Kings has been adapted from Jimmy Murphy's play The Kings Of The Kilburn High Road, which was a hit at the Tricycle Theatre six years ago.

Irish film-maker Tom Collins has turned it into a £2.5 million project starring Colm Meaney, best known for playing Miles O'Brien in Star Trek: The Next Generation, and Deep Space Nine.

In Kings, Meaney plays Joe, one of six men who come to London looking for work in the Seventies.

Thirty years later the men are reunited for the funeral of a friend who has died in tragic circumstances.

Collins, who grew up in Donegal, said the story of what happened to Irishmen who left home to seek their fortune in England was one he knew well from his youth.

He said: "Our aim was to make a ' foreign' film in England because I'm no longer sure England as we knew it exists.

"Our characters still talk in Irish in an attempt to accentuate their personal and national bond and their language is, to them, their last act of solidarity.

"This is an untold story of immigration and loneliness which continues today with migrants from Lithuania, Poland and China."

The director said it was an "amazing night" when he saw Kings Of The Kilburn High Road at the Tricycle, as what he saw on stage mirrored the lives of so many people in the audience.

"It's surprisingly universal," he said. "It's a little aspect of London life that is often forgotten; I hope people are interested."

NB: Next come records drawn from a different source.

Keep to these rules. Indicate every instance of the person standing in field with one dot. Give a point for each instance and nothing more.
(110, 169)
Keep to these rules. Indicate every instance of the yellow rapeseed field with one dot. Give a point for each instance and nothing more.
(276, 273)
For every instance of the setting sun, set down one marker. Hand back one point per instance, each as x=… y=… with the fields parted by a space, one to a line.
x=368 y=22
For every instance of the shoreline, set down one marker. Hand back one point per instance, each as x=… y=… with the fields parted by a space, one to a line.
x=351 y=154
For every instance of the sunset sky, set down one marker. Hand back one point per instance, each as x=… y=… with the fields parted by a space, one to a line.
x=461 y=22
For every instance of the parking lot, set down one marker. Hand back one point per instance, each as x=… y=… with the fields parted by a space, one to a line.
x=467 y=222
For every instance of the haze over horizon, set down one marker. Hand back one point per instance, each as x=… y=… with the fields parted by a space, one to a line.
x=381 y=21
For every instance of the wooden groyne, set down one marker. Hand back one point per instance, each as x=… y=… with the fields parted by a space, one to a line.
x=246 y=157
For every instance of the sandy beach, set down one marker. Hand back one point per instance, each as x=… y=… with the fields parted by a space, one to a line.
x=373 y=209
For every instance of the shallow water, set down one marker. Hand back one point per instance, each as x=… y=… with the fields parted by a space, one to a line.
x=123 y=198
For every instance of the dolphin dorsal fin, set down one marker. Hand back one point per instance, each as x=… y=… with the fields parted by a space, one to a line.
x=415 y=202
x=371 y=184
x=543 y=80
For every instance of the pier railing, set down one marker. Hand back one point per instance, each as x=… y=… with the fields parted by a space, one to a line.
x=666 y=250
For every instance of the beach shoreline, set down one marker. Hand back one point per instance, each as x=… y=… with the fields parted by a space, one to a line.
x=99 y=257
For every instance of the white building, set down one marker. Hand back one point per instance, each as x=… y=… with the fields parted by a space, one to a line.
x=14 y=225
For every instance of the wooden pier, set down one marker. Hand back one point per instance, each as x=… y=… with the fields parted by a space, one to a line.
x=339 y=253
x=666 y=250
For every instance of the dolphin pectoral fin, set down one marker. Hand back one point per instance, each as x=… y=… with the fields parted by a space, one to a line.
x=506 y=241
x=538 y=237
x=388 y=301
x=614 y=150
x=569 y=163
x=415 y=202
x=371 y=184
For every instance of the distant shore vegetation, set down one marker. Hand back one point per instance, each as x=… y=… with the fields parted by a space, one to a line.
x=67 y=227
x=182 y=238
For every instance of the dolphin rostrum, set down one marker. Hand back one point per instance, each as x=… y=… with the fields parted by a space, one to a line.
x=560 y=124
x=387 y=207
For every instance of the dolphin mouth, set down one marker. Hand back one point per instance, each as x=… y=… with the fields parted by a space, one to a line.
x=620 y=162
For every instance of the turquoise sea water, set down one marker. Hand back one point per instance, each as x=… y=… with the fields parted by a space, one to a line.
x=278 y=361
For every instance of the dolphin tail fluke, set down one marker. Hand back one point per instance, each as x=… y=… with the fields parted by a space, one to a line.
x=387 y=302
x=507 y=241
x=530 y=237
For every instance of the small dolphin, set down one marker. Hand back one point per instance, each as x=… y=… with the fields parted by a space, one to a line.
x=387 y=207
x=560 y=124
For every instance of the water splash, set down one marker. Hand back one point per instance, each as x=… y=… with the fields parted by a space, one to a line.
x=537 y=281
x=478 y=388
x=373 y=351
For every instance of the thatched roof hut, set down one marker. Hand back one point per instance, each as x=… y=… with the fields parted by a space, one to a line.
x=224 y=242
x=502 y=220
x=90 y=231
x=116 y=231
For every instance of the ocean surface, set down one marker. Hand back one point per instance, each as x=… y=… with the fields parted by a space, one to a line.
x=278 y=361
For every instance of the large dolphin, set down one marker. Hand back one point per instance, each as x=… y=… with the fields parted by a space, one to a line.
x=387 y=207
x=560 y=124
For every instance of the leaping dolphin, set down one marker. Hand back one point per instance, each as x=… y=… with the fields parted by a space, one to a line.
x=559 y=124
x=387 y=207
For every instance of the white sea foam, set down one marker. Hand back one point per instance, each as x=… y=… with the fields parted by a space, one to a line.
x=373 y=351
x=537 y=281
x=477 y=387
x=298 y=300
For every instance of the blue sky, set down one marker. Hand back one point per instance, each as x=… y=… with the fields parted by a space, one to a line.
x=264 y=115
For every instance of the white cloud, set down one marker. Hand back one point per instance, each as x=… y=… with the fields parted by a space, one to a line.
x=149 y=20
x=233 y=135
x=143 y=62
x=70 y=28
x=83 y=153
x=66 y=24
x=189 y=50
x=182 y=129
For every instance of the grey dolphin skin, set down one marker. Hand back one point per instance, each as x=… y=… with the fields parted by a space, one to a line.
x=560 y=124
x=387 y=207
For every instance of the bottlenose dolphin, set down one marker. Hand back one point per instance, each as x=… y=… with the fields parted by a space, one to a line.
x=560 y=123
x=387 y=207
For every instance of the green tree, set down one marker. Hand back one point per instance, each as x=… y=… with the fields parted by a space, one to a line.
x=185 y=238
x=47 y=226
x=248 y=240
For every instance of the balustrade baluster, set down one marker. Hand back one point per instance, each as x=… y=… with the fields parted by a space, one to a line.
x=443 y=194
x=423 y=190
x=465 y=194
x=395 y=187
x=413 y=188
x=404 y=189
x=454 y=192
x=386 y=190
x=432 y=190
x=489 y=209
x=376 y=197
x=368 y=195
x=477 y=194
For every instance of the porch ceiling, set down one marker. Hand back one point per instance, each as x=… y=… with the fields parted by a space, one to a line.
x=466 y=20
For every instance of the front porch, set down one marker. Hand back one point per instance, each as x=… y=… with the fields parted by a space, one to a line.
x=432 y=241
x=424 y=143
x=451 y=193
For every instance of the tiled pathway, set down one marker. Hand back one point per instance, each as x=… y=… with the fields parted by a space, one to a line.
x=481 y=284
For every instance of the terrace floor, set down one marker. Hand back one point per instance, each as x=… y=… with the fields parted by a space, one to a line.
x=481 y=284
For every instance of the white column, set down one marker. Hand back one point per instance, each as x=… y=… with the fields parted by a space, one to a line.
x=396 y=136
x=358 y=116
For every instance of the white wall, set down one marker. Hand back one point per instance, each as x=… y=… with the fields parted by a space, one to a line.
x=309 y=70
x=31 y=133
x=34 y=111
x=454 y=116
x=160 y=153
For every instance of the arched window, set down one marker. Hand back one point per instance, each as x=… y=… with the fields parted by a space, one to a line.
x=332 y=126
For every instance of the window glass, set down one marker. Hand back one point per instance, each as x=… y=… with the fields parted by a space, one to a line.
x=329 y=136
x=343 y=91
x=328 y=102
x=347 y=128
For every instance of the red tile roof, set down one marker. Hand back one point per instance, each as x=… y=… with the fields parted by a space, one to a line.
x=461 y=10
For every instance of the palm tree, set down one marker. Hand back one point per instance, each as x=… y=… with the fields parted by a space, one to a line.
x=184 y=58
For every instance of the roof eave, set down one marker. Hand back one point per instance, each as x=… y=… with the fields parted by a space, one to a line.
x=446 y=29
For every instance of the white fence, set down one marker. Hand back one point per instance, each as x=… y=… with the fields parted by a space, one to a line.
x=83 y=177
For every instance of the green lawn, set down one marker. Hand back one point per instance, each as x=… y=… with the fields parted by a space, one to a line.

Meaney said he was attracted to Kings because he was fascinated by the idea of a bilingual feature film - even though he was probably the least-proficient Gaelic speaker in the cast.

"It was a challenge for me but one that I was delighted to have a go at," he said.

"It's a great cast. They have done a wonderful job. You know there is great understanding there and I think it is, sort of, an affection for these characters that they have all brought to it."

As well as his TV work, Meaney has appeared in films including The Commitments and Con Air. He is currently on Broadway in The Old Vic's transfer of A Moon For The Misbegotten.

Although some scenes in Kings were filmed in Connemara, Galway, most of the movie was shot either in Kilburn or a pub in Acton.

It will be screened to potential distributors in the international sellers' market at the Cannes Film Festival, which begins next week.

• Channel 4 is to screen a new drama based on real-life homophobic crimes. Clapham Junction, which stars Paul Nicholls and Rupert Graves, is being filmed in locations including Battersea, Vauxhall and Clapham Common.

Writer Kevin Elyot said the film exposed a previously hidden scale of anti-gay prejudice and violence in contemporary London.

"While there seems to be a greater acceptance of gays in society - ageofconsent equality, civil partnerships, media visibility - homophobic violence has not disappeared," said the Olivier award-winner.